The recent power outages in Texas underscore the danger of private ownership of public utilities and services. Placing our infrastructure into the hands of private interests unaffected by democratic processes is unwise. Princeton sociologist Paul Starr lays out a similar argument, declaring that “there are certain public purposes that can be best served when the institutions are accountable to the public through the medium of elections, and ultimately, through the medium of democracy.” Relocating public transport control from democratically elected political officials and private companies means that those in charge of mass transit will be accountable to shareholders, not the citizens they serve. Therefore, if it makes sense to reduce quality of service or increase prices to maximize profit, a corporation will do that. This is a concern when people are dependent on mass transit as a primary means of transportation. Even if practical concerns did not exist, hyperloops are an obstacle to building inclusive, decarbonized infrastructure from which anyone can benefit.
The COVID-19 pandemic and its resultant ridership declines have drained the coffers of public transit systems around the United States. Many municipalities have cut bus routes and weekend and late-night services from Washington to Atlanta. These cuts add to the years of post-Great Recession cuts to public transit in cities around the United States. Access to reliable public transit has been the source of political tension in many cities worldwide. Local protests following government efforts to increase fares and ramp up subway policing illustrate the political consequences of transit policies. The brunt of these policies often falls on those who rely the most on transportation.
In general, solutions proposed by Green CEOs like Musk might be counterproductive to tackling environmental crises. According to the Harvard Business Review, “greening” our economy while maintaining or increasing current production levels would require unprecedented levels of resource extraction. Corporations involved in resource extraction could do more environmental damage by extracting in the cheapest and least environmentally conscious way possible from poorer countries with lax environmental regulations. This would make air and water quality worse for people in the Global South and offset emissions reductions made by green technology.

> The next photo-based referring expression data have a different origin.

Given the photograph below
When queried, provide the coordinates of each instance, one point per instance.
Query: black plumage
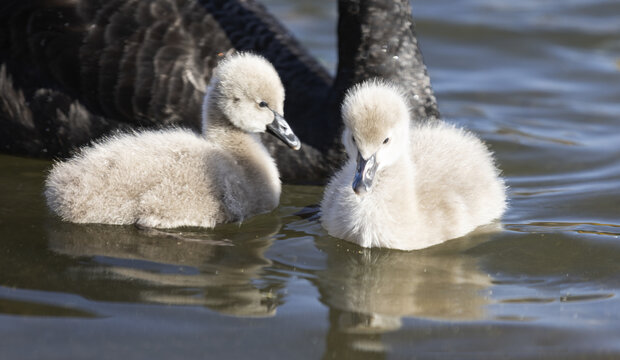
(74, 70)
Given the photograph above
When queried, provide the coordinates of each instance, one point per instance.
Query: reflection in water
(221, 269)
(369, 291)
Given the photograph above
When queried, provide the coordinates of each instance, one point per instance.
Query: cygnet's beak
(364, 173)
(280, 128)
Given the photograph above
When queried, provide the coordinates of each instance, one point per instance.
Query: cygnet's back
(407, 186)
(173, 177)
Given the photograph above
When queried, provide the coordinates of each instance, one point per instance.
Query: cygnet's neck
(395, 184)
(218, 129)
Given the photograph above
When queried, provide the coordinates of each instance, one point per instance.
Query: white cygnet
(174, 177)
(407, 186)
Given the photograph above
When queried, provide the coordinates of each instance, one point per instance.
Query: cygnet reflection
(221, 269)
(370, 291)
(375, 288)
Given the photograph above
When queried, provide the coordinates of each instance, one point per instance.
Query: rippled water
(538, 80)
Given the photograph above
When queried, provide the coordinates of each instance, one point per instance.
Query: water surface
(539, 81)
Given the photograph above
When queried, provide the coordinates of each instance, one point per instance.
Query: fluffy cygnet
(170, 178)
(407, 186)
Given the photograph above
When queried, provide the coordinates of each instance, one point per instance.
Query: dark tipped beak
(280, 129)
(364, 173)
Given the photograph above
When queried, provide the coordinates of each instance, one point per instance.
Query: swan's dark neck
(376, 38)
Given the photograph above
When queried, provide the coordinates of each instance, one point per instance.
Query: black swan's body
(74, 70)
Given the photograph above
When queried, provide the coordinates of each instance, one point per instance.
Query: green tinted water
(538, 81)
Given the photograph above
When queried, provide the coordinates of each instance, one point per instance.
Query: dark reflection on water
(539, 81)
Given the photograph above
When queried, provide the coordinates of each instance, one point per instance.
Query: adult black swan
(74, 70)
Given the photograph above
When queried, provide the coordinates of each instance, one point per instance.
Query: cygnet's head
(376, 118)
(247, 90)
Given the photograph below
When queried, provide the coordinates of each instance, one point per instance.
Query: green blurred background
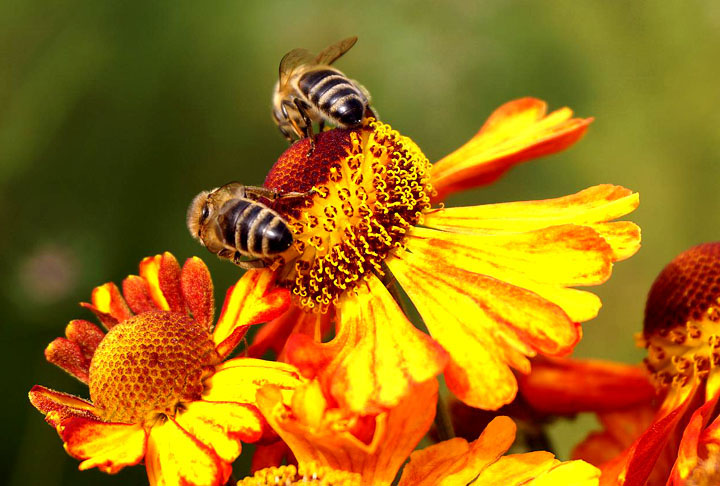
(113, 115)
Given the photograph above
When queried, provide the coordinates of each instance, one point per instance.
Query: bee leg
(303, 109)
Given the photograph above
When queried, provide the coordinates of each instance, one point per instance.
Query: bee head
(198, 214)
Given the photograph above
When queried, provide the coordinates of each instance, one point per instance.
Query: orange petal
(176, 457)
(274, 334)
(252, 300)
(197, 291)
(107, 446)
(638, 461)
(328, 440)
(457, 462)
(569, 386)
(376, 356)
(516, 132)
(222, 425)
(150, 272)
(86, 335)
(687, 458)
(107, 299)
(238, 380)
(590, 207)
(486, 326)
(68, 356)
(137, 294)
(58, 406)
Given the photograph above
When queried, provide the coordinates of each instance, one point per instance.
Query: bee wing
(330, 54)
(291, 61)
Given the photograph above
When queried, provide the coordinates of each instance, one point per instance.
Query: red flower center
(682, 317)
(148, 365)
(371, 185)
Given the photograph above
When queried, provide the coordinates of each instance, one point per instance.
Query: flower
(680, 443)
(491, 283)
(331, 442)
(161, 388)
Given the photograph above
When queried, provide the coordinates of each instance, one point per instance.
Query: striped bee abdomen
(254, 229)
(334, 95)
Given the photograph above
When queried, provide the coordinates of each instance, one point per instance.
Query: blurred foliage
(114, 114)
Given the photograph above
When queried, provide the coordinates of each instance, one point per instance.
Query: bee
(231, 222)
(310, 91)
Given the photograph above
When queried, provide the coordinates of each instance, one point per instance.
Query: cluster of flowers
(354, 386)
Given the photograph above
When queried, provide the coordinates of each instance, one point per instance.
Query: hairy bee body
(230, 222)
(311, 91)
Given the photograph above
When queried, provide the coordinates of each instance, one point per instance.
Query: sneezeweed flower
(161, 388)
(680, 444)
(342, 448)
(492, 283)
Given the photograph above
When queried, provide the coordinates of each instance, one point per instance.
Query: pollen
(148, 365)
(305, 474)
(371, 185)
(682, 318)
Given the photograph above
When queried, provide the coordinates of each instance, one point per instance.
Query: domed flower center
(371, 185)
(682, 318)
(304, 474)
(148, 365)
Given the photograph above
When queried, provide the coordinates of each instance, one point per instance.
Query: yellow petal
(252, 300)
(376, 355)
(516, 132)
(222, 425)
(107, 446)
(238, 380)
(175, 457)
(486, 325)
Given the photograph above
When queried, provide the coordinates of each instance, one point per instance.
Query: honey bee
(231, 222)
(310, 91)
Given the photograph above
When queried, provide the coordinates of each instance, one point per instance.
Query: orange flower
(159, 388)
(369, 449)
(680, 444)
(491, 283)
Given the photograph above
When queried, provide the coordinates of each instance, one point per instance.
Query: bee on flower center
(231, 222)
(310, 91)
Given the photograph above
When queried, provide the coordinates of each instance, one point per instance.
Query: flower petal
(150, 272)
(516, 132)
(197, 291)
(107, 300)
(107, 446)
(455, 461)
(638, 461)
(137, 294)
(274, 334)
(376, 356)
(68, 356)
(58, 406)
(252, 300)
(238, 380)
(590, 207)
(176, 457)
(330, 441)
(485, 325)
(86, 335)
(222, 425)
(568, 386)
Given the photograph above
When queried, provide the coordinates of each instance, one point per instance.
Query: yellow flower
(492, 283)
(342, 448)
(161, 390)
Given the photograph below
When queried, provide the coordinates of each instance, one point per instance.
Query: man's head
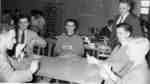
(23, 22)
(124, 7)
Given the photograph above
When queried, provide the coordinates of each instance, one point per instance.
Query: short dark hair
(21, 16)
(5, 28)
(74, 21)
(130, 3)
(126, 26)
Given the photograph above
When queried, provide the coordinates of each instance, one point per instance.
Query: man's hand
(92, 60)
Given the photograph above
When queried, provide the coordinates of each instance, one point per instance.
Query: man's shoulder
(132, 17)
(141, 40)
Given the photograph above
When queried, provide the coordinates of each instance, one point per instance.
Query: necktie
(119, 20)
(21, 37)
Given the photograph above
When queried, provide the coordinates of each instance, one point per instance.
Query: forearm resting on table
(124, 70)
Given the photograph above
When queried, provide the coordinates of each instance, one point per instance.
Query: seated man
(69, 43)
(7, 71)
(28, 37)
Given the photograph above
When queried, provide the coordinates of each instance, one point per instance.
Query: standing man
(125, 16)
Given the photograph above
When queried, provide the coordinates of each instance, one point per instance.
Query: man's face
(23, 23)
(123, 8)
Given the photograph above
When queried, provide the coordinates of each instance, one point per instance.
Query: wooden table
(73, 70)
(69, 69)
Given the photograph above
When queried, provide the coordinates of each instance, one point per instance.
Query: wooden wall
(90, 13)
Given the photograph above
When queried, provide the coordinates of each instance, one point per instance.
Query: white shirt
(122, 18)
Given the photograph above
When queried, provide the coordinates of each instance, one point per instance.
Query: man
(28, 37)
(126, 17)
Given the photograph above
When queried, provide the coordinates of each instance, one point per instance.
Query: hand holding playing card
(19, 50)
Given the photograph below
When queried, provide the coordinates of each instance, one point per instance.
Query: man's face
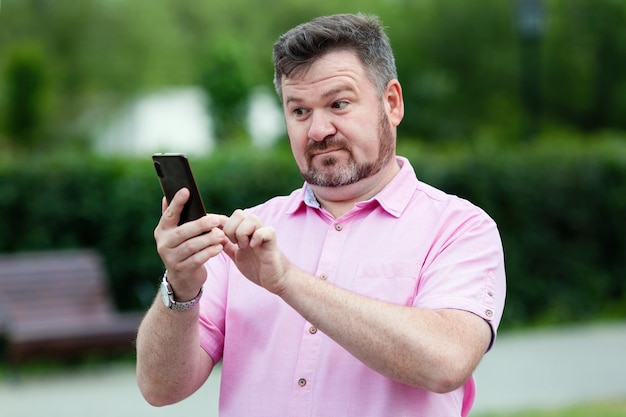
(337, 124)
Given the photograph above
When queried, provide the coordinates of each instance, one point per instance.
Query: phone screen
(174, 173)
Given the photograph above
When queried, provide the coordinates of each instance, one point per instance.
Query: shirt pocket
(393, 282)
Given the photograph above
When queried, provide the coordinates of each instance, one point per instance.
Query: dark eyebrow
(329, 93)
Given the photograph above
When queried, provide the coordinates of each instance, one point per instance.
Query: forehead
(337, 67)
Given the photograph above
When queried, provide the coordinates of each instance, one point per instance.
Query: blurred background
(517, 105)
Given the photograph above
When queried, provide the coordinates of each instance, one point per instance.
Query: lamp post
(530, 25)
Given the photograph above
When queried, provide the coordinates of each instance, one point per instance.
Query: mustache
(332, 142)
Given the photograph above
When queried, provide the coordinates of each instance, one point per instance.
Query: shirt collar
(393, 198)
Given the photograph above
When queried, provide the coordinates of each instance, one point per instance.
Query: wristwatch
(168, 297)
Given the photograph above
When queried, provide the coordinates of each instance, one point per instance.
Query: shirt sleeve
(465, 269)
(213, 307)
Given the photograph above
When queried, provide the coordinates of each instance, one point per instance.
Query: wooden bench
(56, 304)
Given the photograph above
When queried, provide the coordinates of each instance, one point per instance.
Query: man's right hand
(184, 249)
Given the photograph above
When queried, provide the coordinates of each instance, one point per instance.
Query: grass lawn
(603, 409)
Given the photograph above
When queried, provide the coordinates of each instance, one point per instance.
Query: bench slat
(57, 303)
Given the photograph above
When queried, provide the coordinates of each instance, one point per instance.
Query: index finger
(172, 211)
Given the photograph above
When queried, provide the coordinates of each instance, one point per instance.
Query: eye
(299, 112)
(340, 104)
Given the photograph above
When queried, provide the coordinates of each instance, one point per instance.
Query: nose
(322, 126)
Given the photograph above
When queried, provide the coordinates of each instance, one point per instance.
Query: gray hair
(300, 47)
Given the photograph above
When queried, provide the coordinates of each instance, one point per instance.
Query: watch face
(165, 294)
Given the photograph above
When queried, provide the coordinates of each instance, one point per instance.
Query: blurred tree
(225, 78)
(27, 84)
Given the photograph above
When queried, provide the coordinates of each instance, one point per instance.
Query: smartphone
(174, 173)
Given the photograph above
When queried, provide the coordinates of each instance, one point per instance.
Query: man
(365, 293)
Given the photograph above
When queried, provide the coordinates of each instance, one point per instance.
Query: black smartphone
(174, 173)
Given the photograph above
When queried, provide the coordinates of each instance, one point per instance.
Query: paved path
(536, 369)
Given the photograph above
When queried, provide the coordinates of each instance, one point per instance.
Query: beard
(335, 173)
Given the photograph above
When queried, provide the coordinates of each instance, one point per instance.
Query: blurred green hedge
(560, 207)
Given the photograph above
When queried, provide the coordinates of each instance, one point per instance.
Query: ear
(394, 103)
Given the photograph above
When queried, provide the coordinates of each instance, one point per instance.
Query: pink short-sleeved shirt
(410, 245)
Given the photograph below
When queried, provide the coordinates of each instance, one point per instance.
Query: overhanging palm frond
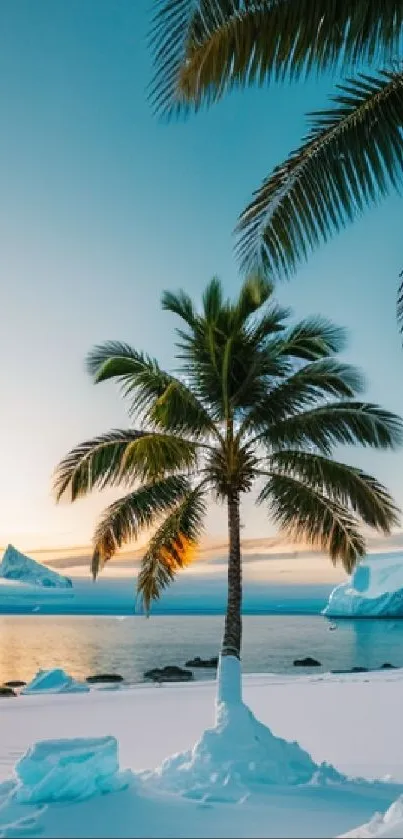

Political turmoil driven by the need for minerals used in green technology is another dimension to this issue. In 2019, former president Evo Morales of Bolivia canceled a lithium
deal with the German lithium company (ACISA) that supplies Tesla batteries. After a successful coup d’etat, a new Bolivian government reinstated the contract. When questioned on Twitter, Musk replied, “Will coup whoever we want! Deal with it.” This event shows the potential for exploitation of the political conditions in poor countries for profit. Therefore, rejecting Musk’s green future is a necessary step to ensuring that everyone, regardless of nationality, can enjoy clean air and water.
Public infrastructure has unique political and social-economic effects. With the looming threats of climate change approaching and the global effort to decarbonize begins, society should reject the expansion of neoliberal infrastructure to reduce the impact of climate change. Instead, we can use climate change as an opportunity to build infrastructure that anyone can take advantage of, rejecting the ecofascist tendencies and climate fatalism that have permeated mainstream political discourse.